I landed at the Ft. Lauderdale International Airport at around 7:30 a.m. a week ago today.  I had a 30-minute delay at customs, but quickly found my way to the rental-car area where I was to pick up a car for the 12-hour drive home – Sherry (my lovely wife) had made the reservations with Alamo.  After my experience with the customs people, I was expecting everything to require a little extra effort.  On top of that, I was tired and a little stressed out so my patience was wearing thin.

After entering the car-rental area and realizing that I was not on the 1st level as one would expect, but on the 3rd level, I finally figured out that the Alamo rental area (on the 2nd level) was below me and not above me as I had initially concluded.   I got into the line and the first thing I realized was North Americans are very loud, and to some degree, obnoxious.  There were a couple of people (Ecuadorians) from my flight in line with me and they had obviously become aware of the same thing and were having a conversation about it in Spanish.  Additionally, most of the North Americans were so preoccupied by their cell phones that they were not aware it was their turn to approach the counter and had to be called multiple times.  When they finally realized it was their turn, they were obviously annoyed by the interruption.  Had I been in a better frame of mind, I would have found it humorous.

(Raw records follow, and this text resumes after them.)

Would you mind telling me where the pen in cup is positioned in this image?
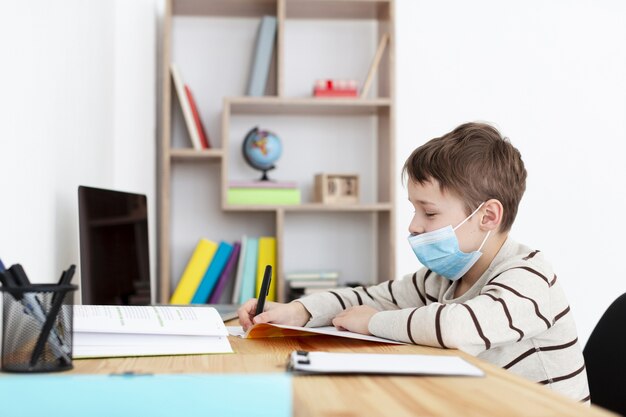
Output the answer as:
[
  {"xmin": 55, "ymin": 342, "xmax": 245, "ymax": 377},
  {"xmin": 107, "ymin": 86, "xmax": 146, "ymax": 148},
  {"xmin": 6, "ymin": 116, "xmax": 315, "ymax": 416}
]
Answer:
[{"xmin": 254, "ymin": 265, "xmax": 272, "ymax": 316}]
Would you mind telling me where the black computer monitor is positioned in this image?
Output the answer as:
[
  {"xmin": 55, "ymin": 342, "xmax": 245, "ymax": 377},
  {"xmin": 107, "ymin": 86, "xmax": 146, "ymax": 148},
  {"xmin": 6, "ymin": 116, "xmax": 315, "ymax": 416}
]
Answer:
[{"xmin": 78, "ymin": 185, "xmax": 150, "ymax": 305}]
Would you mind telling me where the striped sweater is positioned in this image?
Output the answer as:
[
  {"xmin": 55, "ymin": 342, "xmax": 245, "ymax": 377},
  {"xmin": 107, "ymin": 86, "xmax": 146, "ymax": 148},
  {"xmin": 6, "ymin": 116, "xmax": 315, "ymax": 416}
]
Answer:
[{"xmin": 298, "ymin": 238, "xmax": 589, "ymax": 402}]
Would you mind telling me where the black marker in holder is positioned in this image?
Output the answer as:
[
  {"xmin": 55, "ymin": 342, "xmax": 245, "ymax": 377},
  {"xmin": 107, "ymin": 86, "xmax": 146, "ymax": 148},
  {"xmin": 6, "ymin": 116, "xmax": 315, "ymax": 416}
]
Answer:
[{"xmin": 0, "ymin": 267, "xmax": 78, "ymax": 372}]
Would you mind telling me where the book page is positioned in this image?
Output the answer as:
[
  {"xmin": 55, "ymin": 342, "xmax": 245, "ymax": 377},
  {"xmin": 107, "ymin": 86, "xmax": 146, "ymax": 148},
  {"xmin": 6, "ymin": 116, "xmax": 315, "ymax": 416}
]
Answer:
[
  {"xmin": 73, "ymin": 333, "xmax": 233, "ymax": 359},
  {"xmin": 74, "ymin": 305, "xmax": 228, "ymax": 336},
  {"xmin": 228, "ymin": 323, "xmax": 406, "ymax": 345}
]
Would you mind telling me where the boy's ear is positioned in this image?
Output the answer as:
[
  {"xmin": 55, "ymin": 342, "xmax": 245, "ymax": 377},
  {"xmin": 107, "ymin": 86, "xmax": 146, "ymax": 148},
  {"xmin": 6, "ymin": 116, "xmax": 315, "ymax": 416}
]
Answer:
[{"xmin": 480, "ymin": 198, "xmax": 504, "ymax": 230}]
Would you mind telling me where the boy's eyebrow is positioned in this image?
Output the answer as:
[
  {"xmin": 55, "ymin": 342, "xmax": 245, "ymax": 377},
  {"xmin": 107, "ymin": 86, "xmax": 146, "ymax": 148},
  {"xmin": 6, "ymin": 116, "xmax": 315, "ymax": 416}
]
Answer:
[{"xmin": 409, "ymin": 197, "xmax": 436, "ymax": 206}]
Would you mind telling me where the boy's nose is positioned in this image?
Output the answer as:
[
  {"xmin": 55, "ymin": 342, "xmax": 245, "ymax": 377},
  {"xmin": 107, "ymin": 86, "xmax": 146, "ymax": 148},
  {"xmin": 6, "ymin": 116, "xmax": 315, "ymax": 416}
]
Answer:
[{"xmin": 409, "ymin": 222, "xmax": 424, "ymax": 235}]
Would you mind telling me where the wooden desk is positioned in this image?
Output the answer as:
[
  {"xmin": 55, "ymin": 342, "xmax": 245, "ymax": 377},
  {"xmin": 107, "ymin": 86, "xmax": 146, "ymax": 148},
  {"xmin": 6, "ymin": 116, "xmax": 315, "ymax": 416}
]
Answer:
[{"xmin": 71, "ymin": 336, "xmax": 613, "ymax": 417}]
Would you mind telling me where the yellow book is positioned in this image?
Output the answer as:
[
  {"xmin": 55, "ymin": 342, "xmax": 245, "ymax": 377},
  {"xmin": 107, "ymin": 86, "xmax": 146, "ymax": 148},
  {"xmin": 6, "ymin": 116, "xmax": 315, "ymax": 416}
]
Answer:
[
  {"xmin": 254, "ymin": 237, "xmax": 276, "ymax": 301},
  {"xmin": 170, "ymin": 239, "xmax": 217, "ymax": 304}
]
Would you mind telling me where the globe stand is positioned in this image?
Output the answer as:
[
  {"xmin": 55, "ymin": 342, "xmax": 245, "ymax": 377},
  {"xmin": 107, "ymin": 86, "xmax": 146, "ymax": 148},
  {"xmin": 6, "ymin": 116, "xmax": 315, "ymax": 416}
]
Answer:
[{"xmin": 259, "ymin": 165, "xmax": 276, "ymax": 181}]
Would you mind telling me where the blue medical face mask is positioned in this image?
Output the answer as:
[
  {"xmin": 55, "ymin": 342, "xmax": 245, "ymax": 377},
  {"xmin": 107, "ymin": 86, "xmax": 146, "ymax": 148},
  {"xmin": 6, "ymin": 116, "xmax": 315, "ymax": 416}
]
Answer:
[{"xmin": 409, "ymin": 203, "xmax": 491, "ymax": 281}]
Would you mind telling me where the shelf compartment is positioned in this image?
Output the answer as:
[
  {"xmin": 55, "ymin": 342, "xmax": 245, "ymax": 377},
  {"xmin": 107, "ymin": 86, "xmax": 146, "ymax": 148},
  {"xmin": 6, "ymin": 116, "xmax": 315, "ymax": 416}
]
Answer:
[
  {"xmin": 170, "ymin": 148, "xmax": 224, "ymax": 158},
  {"xmin": 285, "ymin": 0, "xmax": 391, "ymax": 19},
  {"xmin": 224, "ymin": 97, "xmax": 391, "ymax": 115},
  {"xmin": 172, "ymin": 0, "xmax": 278, "ymax": 17},
  {"xmin": 222, "ymin": 203, "xmax": 393, "ymax": 213}
]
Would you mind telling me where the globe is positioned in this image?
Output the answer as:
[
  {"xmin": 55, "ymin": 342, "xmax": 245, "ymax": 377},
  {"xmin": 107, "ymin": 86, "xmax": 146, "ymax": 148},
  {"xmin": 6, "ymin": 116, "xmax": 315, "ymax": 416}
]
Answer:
[{"xmin": 242, "ymin": 127, "xmax": 283, "ymax": 181}]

Finally it was my turn and my customer service person was an older gentleman named Frank.  He looked over my reservation and said that the car my wife had reserved was probably not going to be comfortable for a guy my size and upgraded me 2 sizes for $10 per day which was I found to be very generous – maybe the day would turn out OK after all. 

I got to choose my own car and I chose a sporty Mazda 3.  Prior to leaving the US, I drove a 2007 Honda Element which doesn’t have many bells and whistles.  This Mazda, on the other hand, was decked out and I had to refer to the instruction manual to release the emergency brake (a little button not a hand lever like you would expect) and to turn the car on because there were no keys only a key FOB that unlocked the doors and trunk.  Apparently this key FOB is also the key and lets the car know that you are close enough to push a button which starts the car as long as your foot is on the brake pedal.  I am sure most modern cars start in a similar fashion, but it was new to me.  Everything else about the car seemed standard and I pulled out of my parking spot to begin my journey home.  My path was blocked by someone loading luggage into their car.  They had pulled the car out of the parking spot, blocking the road out of the garage, and decided to load their luggage and mill about.  I sat there for a minute or two before I gently beeped the horn at which they all turned at and looked at me, annoyed, as if to say “can’t you see we’re loading our car”.  Finally, they moved out of the way. I had not noticed it when I lived in the US full time, but there is an obvious feeling among North Americans that “everything is about me”.  This is one of the biggest differences between t Ecuador in the US. 

Finally I found my way out of the parking garage and on to I-95 North.  I was surprised at how much traffic there was on a Sunday morning.  I settled in for my 12-hour drive and before I could get the car up to full speed, I encountered another thing I had forgotten about – someone driving slow in the “fast” lane.  After a mile or two, traffic dissipated enough so that I could go around them (because the obviously weren’t moving over).  As I am passing the slow car, the driver turns to me with this annoyed look on his face like I am the one driving like an idiot.  I wish I could say that things changed as I moved further north, but it was much of the same the entire way. 

I am certain these things happen every day and when you live here you probably just get used to them.  But, having been out of the country for 2 years where I didn’t drive at all, the self-centered habits of North Americans were especially obvious and equally annoying.  I am certain that, after a week or two, I will be slip back into the North American frame of mind.  In the meantime, I wonder how the Ecuadorians on my flight are faring.  Welcome to the good ole’ US of A.